# Sully is back



## BeauShel (May 20, 2007)

He sounds like Beau except for the tearing the stuffing out of toys. I would love to have him, but the hubby would kill me. We are at our limit. 
I think some people have high expectations of dogs, higher than they can live up to.


----------



## PeanutsMom (Oct 14, 2007)

Oh my , he sounds just like my baby! Oh how I wish he was closer to Indiana.They would have so much fun killing teddy bears together.He is absolutely precious.


----------



## davebeech (Feb 11, 2006)

what a shame, he looks right at home on that couch


----------



## Bailey & Bentley (Feb 25, 2007)

Awww, what a gorgeous boy. I hate when they are bounced from home to home. I feel bad. I hope someone can take him in. I would if I could.


----------



## GoldenJoyx'stwo (Feb 25, 2007)

I'm so sorry...he's so handsome and I love his name.


----------



## mylissyk (Feb 25, 2007)

That's really too bad, they obviously do love him. Why did he have to come back?


----------



## robinsegg26 (Nov 14, 2006)

They had another dog in the family that has turned out to be very very dog aggresive.. and working with the vet and trainers it was recommended for his safety that he come back to rescue to find another home... they were afraid that Abbie might kill him one of these days and the family loves Sully dearly...


----------



## mylissyk (Feb 25, 2007)

That is so sad. It makes you wish you could talk to Abbey and figure out why! Is Abbey the red Golden on the couch with Sully?


----------



## Lego&Jacub (Jul 18, 2006)

Oh that's so sad that his home didn't work out! He really truely does look gorgeous and loving!!!

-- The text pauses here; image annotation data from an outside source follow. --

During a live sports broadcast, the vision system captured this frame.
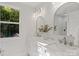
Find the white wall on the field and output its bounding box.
[68,11,79,45]
[0,2,33,56]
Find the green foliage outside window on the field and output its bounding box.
[0,6,19,22]
[0,6,19,38]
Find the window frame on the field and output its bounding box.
[0,3,20,39]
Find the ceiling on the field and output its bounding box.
[56,2,79,15]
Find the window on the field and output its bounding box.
[0,6,19,38]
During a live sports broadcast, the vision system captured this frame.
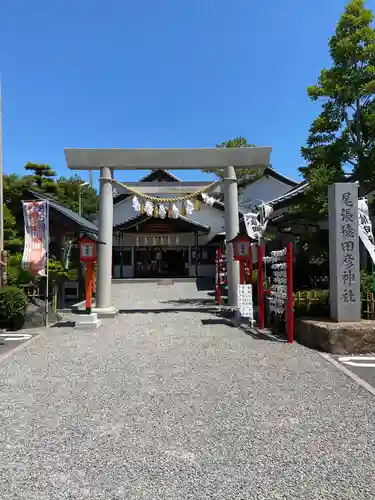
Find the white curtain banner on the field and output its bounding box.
[22,200,49,276]
[358,199,375,264]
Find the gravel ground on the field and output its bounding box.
[0,283,375,500]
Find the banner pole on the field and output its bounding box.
[44,200,49,326]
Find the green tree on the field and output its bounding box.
[300,0,375,197]
[203,136,263,183]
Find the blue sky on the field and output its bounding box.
[0,0,375,188]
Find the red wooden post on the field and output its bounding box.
[258,245,264,329]
[286,243,294,344]
[249,243,253,286]
[216,247,222,305]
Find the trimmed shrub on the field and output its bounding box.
[0,286,28,330]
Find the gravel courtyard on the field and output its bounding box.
[0,283,375,500]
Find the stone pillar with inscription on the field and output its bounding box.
[328,183,361,322]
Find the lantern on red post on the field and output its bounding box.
[227,234,252,285]
[78,236,98,314]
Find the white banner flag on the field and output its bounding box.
[358,199,375,264]
[244,212,262,240]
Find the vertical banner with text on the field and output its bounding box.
[22,200,49,276]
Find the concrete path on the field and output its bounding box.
[0,284,375,500]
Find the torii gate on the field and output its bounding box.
[65,147,271,316]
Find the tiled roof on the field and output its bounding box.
[114,213,210,232]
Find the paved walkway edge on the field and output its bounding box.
[318,352,375,396]
[0,333,42,364]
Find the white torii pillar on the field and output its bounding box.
[65,147,271,316]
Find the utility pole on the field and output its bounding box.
[0,78,5,286]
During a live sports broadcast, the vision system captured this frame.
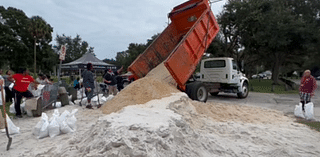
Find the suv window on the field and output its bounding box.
[204,60,226,68]
[232,60,238,70]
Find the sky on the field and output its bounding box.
[0,0,227,60]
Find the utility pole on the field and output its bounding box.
[33,36,37,77]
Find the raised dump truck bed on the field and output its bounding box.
[128,0,219,99]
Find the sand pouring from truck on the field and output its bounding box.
[128,0,248,102]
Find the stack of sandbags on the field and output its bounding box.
[33,109,78,139]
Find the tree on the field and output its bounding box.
[54,34,94,63]
[0,6,31,70]
[0,6,55,72]
[29,16,53,76]
[112,34,159,72]
[222,0,319,84]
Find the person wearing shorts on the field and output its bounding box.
[82,63,95,109]
[299,70,317,111]
[9,68,39,118]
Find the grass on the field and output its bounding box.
[297,120,320,132]
[0,102,15,118]
[249,79,299,94]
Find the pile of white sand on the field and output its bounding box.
[31,93,320,157]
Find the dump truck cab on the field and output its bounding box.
[196,58,249,98]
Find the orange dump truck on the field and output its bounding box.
[128,0,219,102]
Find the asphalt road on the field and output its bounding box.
[208,80,320,121]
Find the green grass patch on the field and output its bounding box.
[0,102,16,118]
[297,120,320,132]
[249,79,299,94]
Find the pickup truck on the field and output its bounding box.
[195,58,249,98]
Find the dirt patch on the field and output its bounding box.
[192,101,290,124]
[102,64,179,114]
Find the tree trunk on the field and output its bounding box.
[272,53,282,85]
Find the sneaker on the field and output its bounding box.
[86,105,93,109]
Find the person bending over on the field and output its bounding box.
[299,70,317,111]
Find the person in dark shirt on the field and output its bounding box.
[8,68,39,118]
[73,77,80,90]
[116,76,124,92]
[299,70,318,111]
[82,63,95,109]
[103,66,123,95]
[3,70,13,102]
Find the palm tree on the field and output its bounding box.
[29,16,53,76]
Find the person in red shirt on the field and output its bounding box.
[10,68,39,118]
[299,70,318,111]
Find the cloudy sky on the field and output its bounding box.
[0,0,226,59]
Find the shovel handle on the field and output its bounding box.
[0,82,12,150]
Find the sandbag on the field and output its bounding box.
[52,102,62,108]
[49,109,60,124]
[9,102,17,114]
[80,98,88,106]
[74,100,81,105]
[68,95,72,102]
[69,101,74,105]
[33,113,48,137]
[58,110,70,124]
[66,109,78,131]
[48,116,60,138]
[60,121,73,134]
[305,102,314,120]
[6,114,20,135]
[294,103,305,118]
[107,95,114,101]
[38,118,49,139]
[9,83,14,91]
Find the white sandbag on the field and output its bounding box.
[33,113,48,137]
[60,121,73,134]
[100,96,107,104]
[37,84,46,91]
[294,103,305,118]
[9,103,16,114]
[107,95,114,101]
[91,96,98,101]
[52,102,61,108]
[6,114,20,135]
[305,102,314,120]
[74,100,81,105]
[38,118,49,139]
[69,101,74,105]
[49,109,60,124]
[66,109,78,131]
[48,117,60,138]
[58,110,70,124]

Peanutmom... transports have been arranged before!!


----------



## robinsegg26 (Nov 14, 2006)

mylissyk said:


> That is so sad. It makes you wish you could talk to Abbey and figure out why! Is Abbey the red Golden on the couch with Sully?



Yep.. she loves him one min and out of the blue she can turn around and start a fight... she also attached the grandmothers dog twice now and hurt it.... 

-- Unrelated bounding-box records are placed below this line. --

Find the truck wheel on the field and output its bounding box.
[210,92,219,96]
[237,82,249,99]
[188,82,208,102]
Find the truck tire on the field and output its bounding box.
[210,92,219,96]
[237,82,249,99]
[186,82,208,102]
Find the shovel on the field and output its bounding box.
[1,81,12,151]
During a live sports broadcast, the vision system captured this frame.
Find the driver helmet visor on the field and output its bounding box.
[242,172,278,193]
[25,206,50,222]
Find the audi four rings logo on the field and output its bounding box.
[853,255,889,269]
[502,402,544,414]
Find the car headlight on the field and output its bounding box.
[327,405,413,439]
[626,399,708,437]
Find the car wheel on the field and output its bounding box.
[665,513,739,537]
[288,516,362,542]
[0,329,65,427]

She is also from Midlands and wasnt like that when she was younger... they love both dogs


----------



## GoldenJoyx'stwo (Feb 25, 2007)

Have they had Abby Vet checked?


----------



## robinsegg26 (Nov 14, 2006)

oh yeah they have checked thyroid and everything imaginable... they even talked to trainers and behaviorist before they made the hard descision to give him back...

and it was very hard but they knew he would have a better chance at getting adopted than Abbie.. and she loves people just cant stand other dogs..


----------



## GoldenJoyx'stwo (Feb 25, 2007)

robinsegg26 said:


> oh yeah they have checked thyroid and everything imaginable... they even talked to trainers and behaviorist before they made the hard descision to give him back...
> 
> and it was very hard but they knew he would have a better chance at getting adopted than Abbie.. and she loves people just cant stand other dogs..


It does happen sometimes.


----------



## Karen519 (Aug 21, 2006)

*Sully*

God, Sully is gorgeous and sounds like a sweetheart.
Both of my dogs, My GOlden Ret. and My Samoyed, tear stuffed toys!!
*
I'm no Vet, but could Abbey be losing her sight? Maybe that's the reason-she's fearful.*


----------